Michael Barrette March 26th, 2007 01:29 AM

This stabalization does look particularly bad. That being said, HDV is just a whole different ball game. It is amazing for the professional, but will make amateur video look more amateur.

It appears you can't walk around with HDV cams like you can with SD ones... I am comparing footage from my FX1 to my TRV900 (sony's) and the TRV 900 (circa 2000) camera footage looks much more stable when I walk around with the camera.. HDV is so sharp it shows a lot more detail, including all the mistakes.... It does appear HDV doesn't have the same kind of versatility for walk arounds as SD. It would be interesting to see a walk around using a HV20 and a stabalizer like merlin or steadicam...

That being said, consumers are probably best suited with an SD handheld imo... very few consumers are going to be setting up shots and most will be doing a lot of walking around hand held... and those images don't cut it...

Austin Meyers March 26th, 2007 06:06 AM

steadish
 
still tweaking but check this out.

http://file.meyersproduction.com/hv20/stabilizer1.JPG
http://file.meyersproduction.com/hv20/stabilizer2.JPG
http://file.meyersproduction.com/hv20/stabilizer3.JPG

http://file.meyersproduction.com/hv20/hv20%20steady.mov

when/if the sun will come out and the rain will stop i'll go outside and try some more stuff. i've got too much crap in this one room apt.

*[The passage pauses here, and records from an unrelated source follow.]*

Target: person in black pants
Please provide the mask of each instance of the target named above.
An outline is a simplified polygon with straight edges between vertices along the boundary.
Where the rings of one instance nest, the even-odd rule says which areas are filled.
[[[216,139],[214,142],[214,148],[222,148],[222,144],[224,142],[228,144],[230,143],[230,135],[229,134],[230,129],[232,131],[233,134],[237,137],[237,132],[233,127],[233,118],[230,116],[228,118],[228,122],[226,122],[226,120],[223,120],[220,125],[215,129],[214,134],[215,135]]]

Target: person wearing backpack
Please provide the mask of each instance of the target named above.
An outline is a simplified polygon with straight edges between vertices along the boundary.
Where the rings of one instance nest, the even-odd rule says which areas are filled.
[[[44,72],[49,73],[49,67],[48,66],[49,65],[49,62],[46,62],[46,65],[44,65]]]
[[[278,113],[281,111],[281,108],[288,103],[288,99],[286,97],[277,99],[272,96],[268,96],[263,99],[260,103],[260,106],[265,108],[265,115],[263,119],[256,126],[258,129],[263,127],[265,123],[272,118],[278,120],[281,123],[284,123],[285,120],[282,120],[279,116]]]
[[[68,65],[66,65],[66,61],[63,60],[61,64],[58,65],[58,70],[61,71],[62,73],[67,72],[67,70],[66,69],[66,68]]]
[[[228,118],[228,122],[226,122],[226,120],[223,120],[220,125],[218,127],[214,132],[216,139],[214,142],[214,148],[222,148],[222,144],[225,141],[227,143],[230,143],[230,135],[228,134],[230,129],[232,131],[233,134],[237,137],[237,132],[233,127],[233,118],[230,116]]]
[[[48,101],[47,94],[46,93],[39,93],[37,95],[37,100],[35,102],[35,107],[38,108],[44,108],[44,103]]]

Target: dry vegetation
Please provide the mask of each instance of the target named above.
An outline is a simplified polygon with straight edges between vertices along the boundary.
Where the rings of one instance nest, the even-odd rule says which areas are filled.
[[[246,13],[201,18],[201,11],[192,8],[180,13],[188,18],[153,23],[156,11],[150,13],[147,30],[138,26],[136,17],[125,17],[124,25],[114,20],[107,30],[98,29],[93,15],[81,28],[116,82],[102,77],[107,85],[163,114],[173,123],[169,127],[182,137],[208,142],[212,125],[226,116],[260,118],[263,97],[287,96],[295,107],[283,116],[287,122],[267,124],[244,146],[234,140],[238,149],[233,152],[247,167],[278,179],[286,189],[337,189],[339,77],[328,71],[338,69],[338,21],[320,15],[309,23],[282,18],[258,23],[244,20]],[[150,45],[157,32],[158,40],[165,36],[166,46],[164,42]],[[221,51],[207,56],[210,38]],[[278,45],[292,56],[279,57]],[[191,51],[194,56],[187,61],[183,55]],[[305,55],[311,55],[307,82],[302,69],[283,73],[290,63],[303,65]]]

Ron Lemming March 26th, 2007 06:15 AM

Even the EIS on my old Sony handycam looks waaaaaaaaaaaaaaaay better than that (clips in the first post). What you get reminds me more of an old cheap Trust digital camera that my neighbour used to have. The distortion shouldn't be there at all and it shouldn't be that jumpy.
If that is the case with all HV20s I will not buy one. I haven't seen that bad results from any other EIS or OIS.